Fiche pratique "Acheter en ligne - Questions-réponses" - J 240


Avant l'achat

Peut-on tout acheter sur Internet ?

Pendant l'achat
Etes-vous protégé lors de vos achats ?Quelles sont les obligations d’information préalables ?
Comment être sûr que la commande a bien été validée ?Les informations préalables sont-elles confirmées ?
Quand et comment paie-t-on sur Internet ?  

Après l'achat
Peut-on revenir sur ses achats ?| Que faire si le produit commandé n’est pas disponible ?
Quels sont les recours possibles en cas
de problèmes de livraison ?
| Le professionnel peut-il se dégager de ses responsabilités ?
Quelles sont les garanties sur les produits achetés par Internet ?Vos données personnelles sont-elles protégées ?

Que faire en cas de litige ?

Pour en savoir plus



Etes-vous protégé lors de vos achats ?

Lorsque vous achetez en ligne auprès de professionnels (commerçants, prestataires de services, etc.), vous êtes protégé par les dispositions de la loi n° 2004-575  du 21 juin 2004 pour la confiance dans l’économie numérique (LCEN), qui régit le commerce électronique, et par les articles L. 121-16 et suivants  du code de la consommation relatifs à la vente à distance  (1). Le contrat de vente ou de prestation de services sur Internet est en effet l’une des -formes de la vente à distance.

Mais pour que vous puissiez bénéficier de cette protection, votre transaction doit répondre à plusieurs conditions.

La vente ou la prestation doit s’effectuer entre un professionnel et un particulier

 Pour être soumise aux règles de la vente à distance, la transaction doit s’opérer entre un consommateur (personne physique contractant pour ses propres besoins) et un professionnel (personne physique, ou personne morale telle une société) agissant dans le cadre d’une activité habituelle et organisée de production, de distribution, ou de prestation de services (commerçant, prestataire de services, etc.). Est aussi qualifiée de "professionnel" la personne qui a opté pour le statut d’auto-entrepreneur  (2).
La vente entre particuliers, notamment par le biais des plateformes de mise en relation (surnommés "sites d’enchères") n’est donc pas concernée par la réglementation sur la vente à distance.

La vente entre particuliers : sites d’enchères ou de courtage en ligne

De plus en plus de particuliers vendent ou achètent via des plateformes électroniques qui mettent les internautes en relation. C’est le commerce « CtoC » (de consommateur à consommateur). L’achat ou la vente se font soit à un prix fixé à l’avance, soit aux enchères.

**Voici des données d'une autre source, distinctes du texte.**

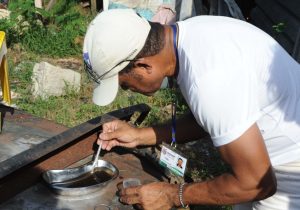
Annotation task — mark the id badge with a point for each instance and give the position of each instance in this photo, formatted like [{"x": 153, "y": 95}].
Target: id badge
[{"x": 172, "y": 159}]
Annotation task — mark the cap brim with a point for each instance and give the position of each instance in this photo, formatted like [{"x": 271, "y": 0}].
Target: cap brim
[{"x": 107, "y": 91}]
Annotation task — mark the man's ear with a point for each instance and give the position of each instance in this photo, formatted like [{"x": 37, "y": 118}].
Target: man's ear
[{"x": 144, "y": 64}]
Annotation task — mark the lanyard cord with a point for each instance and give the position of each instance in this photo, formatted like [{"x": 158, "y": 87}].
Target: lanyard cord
[
  {"x": 173, "y": 143},
  {"x": 174, "y": 29}
]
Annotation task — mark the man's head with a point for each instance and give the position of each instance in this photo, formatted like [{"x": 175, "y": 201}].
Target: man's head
[{"x": 117, "y": 50}]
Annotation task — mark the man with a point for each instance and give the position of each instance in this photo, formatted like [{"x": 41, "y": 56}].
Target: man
[{"x": 241, "y": 86}]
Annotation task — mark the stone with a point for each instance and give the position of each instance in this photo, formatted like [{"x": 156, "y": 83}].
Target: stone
[{"x": 49, "y": 80}]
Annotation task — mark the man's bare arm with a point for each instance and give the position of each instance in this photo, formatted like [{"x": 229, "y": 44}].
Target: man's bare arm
[{"x": 252, "y": 177}]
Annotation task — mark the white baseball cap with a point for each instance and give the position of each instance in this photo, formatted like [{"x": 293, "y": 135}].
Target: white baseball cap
[{"x": 112, "y": 39}]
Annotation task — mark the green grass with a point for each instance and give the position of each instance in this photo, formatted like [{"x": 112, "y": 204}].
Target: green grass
[{"x": 61, "y": 36}]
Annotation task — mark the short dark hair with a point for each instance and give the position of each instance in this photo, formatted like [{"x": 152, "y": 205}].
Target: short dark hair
[{"x": 155, "y": 42}]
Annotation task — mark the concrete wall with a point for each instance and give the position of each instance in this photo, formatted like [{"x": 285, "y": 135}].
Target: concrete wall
[{"x": 283, "y": 15}]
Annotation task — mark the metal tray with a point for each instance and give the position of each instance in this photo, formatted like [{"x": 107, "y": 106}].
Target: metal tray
[{"x": 81, "y": 180}]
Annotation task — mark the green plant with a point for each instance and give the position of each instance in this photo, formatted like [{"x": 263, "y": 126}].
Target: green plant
[{"x": 57, "y": 32}]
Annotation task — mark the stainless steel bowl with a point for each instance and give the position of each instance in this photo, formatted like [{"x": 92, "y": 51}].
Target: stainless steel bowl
[{"x": 81, "y": 180}]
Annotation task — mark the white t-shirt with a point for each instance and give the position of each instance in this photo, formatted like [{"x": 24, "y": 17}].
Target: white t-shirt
[{"x": 232, "y": 75}]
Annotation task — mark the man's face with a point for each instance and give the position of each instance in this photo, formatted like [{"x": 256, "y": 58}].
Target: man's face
[{"x": 142, "y": 79}]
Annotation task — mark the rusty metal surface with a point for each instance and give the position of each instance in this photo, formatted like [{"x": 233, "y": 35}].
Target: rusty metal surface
[
  {"x": 40, "y": 197},
  {"x": 21, "y": 145},
  {"x": 30, "y": 145}
]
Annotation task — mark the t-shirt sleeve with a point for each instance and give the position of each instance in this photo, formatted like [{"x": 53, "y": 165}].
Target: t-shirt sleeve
[{"x": 228, "y": 103}]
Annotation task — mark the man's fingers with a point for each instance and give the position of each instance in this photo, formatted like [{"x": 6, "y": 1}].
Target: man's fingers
[
  {"x": 109, "y": 135},
  {"x": 129, "y": 195}
]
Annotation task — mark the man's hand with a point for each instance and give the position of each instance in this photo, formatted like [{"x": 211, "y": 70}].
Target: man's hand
[
  {"x": 118, "y": 133},
  {"x": 153, "y": 196}
]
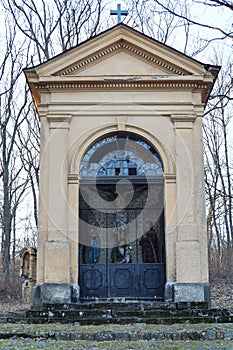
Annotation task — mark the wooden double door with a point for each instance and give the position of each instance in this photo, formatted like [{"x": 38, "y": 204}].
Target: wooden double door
[{"x": 117, "y": 256}]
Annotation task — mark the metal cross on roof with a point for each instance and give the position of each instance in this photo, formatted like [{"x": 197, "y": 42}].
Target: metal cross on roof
[{"x": 119, "y": 13}]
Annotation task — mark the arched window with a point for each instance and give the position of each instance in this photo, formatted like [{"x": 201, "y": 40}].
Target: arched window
[{"x": 121, "y": 155}]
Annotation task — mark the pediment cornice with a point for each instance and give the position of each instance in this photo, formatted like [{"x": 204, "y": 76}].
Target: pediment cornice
[{"x": 121, "y": 46}]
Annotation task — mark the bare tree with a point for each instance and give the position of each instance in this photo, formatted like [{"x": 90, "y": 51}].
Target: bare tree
[
  {"x": 13, "y": 112},
  {"x": 219, "y": 171}
]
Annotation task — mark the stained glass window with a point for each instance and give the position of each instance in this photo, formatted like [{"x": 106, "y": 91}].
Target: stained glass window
[{"x": 121, "y": 155}]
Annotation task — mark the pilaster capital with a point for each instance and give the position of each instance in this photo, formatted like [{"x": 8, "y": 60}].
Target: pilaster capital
[
  {"x": 183, "y": 121},
  {"x": 59, "y": 121},
  {"x": 169, "y": 177},
  {"x": 73, "y": 179}
]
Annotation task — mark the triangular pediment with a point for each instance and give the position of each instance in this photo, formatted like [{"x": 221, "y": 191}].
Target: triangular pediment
[
  {"x": 120, "y": 51},
  {"x": 121, "y": 58}
]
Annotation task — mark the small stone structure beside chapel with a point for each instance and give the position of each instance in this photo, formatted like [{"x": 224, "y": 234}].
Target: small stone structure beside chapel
[{"x": 121, "y": 107}]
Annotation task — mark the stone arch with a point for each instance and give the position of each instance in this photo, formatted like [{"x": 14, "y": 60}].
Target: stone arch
[{"x": 81, "y": 146}]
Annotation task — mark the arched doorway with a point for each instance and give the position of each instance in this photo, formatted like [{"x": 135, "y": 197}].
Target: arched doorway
[{"x": 121, "y": 220}]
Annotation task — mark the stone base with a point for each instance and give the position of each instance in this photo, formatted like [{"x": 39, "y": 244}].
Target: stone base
[
  {"x": 55, "y": 293},
  {"x": 187, "y": 292}
]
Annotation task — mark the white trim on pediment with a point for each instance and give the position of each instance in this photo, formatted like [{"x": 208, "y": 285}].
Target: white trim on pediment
[{"x": 120, "y": 38}]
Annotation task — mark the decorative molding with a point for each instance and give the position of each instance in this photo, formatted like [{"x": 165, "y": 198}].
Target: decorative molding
[
  {"x": 57, "y": 121},
  {"x": 73, "y": 179},
  {"x": 121, "y": 122},
  {"x": 169, "y": 178},
  {"x": 120, "y": 85},
  {"x": 183, "y": 121},
  {"x": 126, "y": 47}
]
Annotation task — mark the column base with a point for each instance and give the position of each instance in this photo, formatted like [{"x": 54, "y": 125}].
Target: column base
[
  {"x": 188, "y": 293},
  {"x": 55, "y": 293}
]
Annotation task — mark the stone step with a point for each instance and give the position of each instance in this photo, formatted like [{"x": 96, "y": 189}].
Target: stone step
[{"x": 113, "y": 316}]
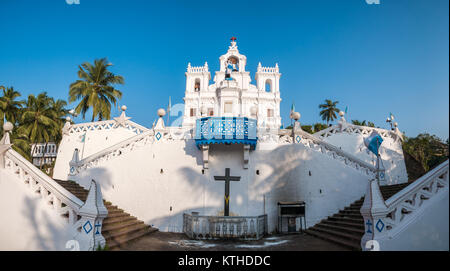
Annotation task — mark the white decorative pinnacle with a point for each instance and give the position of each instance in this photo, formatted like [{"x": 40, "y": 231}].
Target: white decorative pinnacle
[
  {"x": 121, "y": 121},
  {"x": 66, "y": 127}
]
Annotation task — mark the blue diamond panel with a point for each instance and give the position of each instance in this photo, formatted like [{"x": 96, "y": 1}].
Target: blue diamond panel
[
  {"x": 87, "y": 227},
  {"x": 379, "y": 225}
]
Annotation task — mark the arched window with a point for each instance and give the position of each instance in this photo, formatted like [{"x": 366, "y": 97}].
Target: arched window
[
  {"x": 233, "y": 63},
  {"x": 197, "y": 84},
  {"x": 268, "y": 85}
]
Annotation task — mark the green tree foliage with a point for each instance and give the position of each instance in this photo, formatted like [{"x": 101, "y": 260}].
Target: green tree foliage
[
  {"x": 95, "y": 89},
  {"x": 428, "y": 149},
  {"x": 9, "y": 105},
  {"x": 39, "y": 121},
  {"x": 329, "y": 110}
]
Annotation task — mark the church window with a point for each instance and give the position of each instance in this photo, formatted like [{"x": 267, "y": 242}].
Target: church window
[
  {"x": 268, "y": 85},
  {"x": 228, "y": 108},
  {"x": 197, "y": 84}
]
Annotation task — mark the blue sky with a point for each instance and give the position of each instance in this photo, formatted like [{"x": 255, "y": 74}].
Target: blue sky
[{"x": 375, "y": 59}]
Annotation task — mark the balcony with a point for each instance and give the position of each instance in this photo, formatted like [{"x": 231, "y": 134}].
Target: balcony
[
  {"x": 226, "y": 130},
  {"x": 224, "y": 227}
]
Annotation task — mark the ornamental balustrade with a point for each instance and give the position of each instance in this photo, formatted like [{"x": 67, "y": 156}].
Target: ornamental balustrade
[
  {"x": 316, "y": 144},
  {"x": 226, "y": 130},
  {"x": 84, "y": 218},
  {"x": 385, "y": 219},
  {"x": 106, "y": 125},
  {"x": 219, "y": 227},
  {"x": 128, "y": 145},
  {"x": 356, "y": 129}
]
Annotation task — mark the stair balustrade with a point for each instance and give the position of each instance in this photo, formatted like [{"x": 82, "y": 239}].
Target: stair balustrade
[
  {"x": 385, "y": 219},
  {"x": 85, "y": 218}
]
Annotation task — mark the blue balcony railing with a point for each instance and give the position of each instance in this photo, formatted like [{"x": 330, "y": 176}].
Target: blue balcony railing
[{"x": 225, "y": 130}]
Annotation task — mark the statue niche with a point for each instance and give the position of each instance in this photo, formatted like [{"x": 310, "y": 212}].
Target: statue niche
[{"x": 232, "y": 65}]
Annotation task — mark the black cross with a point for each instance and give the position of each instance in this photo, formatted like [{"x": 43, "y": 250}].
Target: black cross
[{"x": 227, "y": 178}]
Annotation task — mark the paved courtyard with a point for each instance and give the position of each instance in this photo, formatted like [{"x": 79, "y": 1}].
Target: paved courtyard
[{"x": 180, "y": 242}]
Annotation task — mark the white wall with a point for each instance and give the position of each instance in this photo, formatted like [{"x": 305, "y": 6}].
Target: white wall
[
  {"x": 94, "y": 142},
  {"x": 27, "y": 222},
  {"x": 391, "y": 153},
  {"x": 427, "y": 231},
  {"x": 133, "y": 181}
]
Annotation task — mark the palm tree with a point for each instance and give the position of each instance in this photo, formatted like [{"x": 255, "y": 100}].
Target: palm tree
[
  {"x": 38, "y": 122},
  {"x": 329, "y": 110},
  {"x": 95, "y": 89},
  {"x": 9, "y": 106},
  {"x": 59, "y": 111}
]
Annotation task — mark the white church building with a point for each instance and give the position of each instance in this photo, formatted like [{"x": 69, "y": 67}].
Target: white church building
[{"x": 225, "y": 171}]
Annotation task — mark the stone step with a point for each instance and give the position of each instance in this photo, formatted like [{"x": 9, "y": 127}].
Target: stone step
[
  {"x": 354, "y": 212},
  {"x": 334, "y": 239},
  {"x": 119, "y": 227},
  {"x": 123, "y": 231},
  {"x": 118, "y": 221},
  {"x": 117, "y": 215},
  {"x": 357, "y": 216},
  {"x": 346, "y": 229},
  {"x": 116, "y": 226},
  {"x": 347, "y": 219}
]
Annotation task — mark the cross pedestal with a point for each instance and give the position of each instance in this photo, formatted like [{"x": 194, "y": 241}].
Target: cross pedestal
[{"x": 227, "y": 178}]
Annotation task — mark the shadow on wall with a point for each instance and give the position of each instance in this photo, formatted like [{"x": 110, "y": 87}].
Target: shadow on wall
[
  {"x": 100, "y": 175},
  {"x": 45, "y": 234},
  {"x": 174, "y": 222},
  {"x": 284, "y": 171},
  {"x": 191, "y": 149}
]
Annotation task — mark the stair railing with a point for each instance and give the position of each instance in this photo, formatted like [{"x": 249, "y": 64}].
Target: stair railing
[
  {"x": 126, "y": 146},
  {"x": 317, "y": 144},
  {"x": 385, "y": 219},
  {"x": 85, "y": 218},
  {"x": 106, "y": 125},
  {"x": 351, "y": 128}
]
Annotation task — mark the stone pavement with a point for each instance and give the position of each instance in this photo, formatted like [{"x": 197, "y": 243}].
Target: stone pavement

Dans ce cas, le vendeur fixe un prix de départ et une date limite, les internautes enchérissent, et le plus offrant à la fin de la vente devient l’acheteur.

Attention :lorsque ces plateformes électroniques mettent en relation deux particuliers, les dispositions du code de la consommation sont inapplicables. Vous ne bénéficiez donc pas du droit de rétractation qui vous permet de revenir sur votre accord. En effet, seules les obligations issues du code civil et de la LCEN, relatives notamment à l’information précontractuelle, doivent être respectées.

De plus, ces plateformes de mise en relation étant considérées comme des tiers à la transaction, leur responsabilité ne peut, en principe, pas être engagée en cas d’inexécution ou de mauvaise exécution du contrat de vente.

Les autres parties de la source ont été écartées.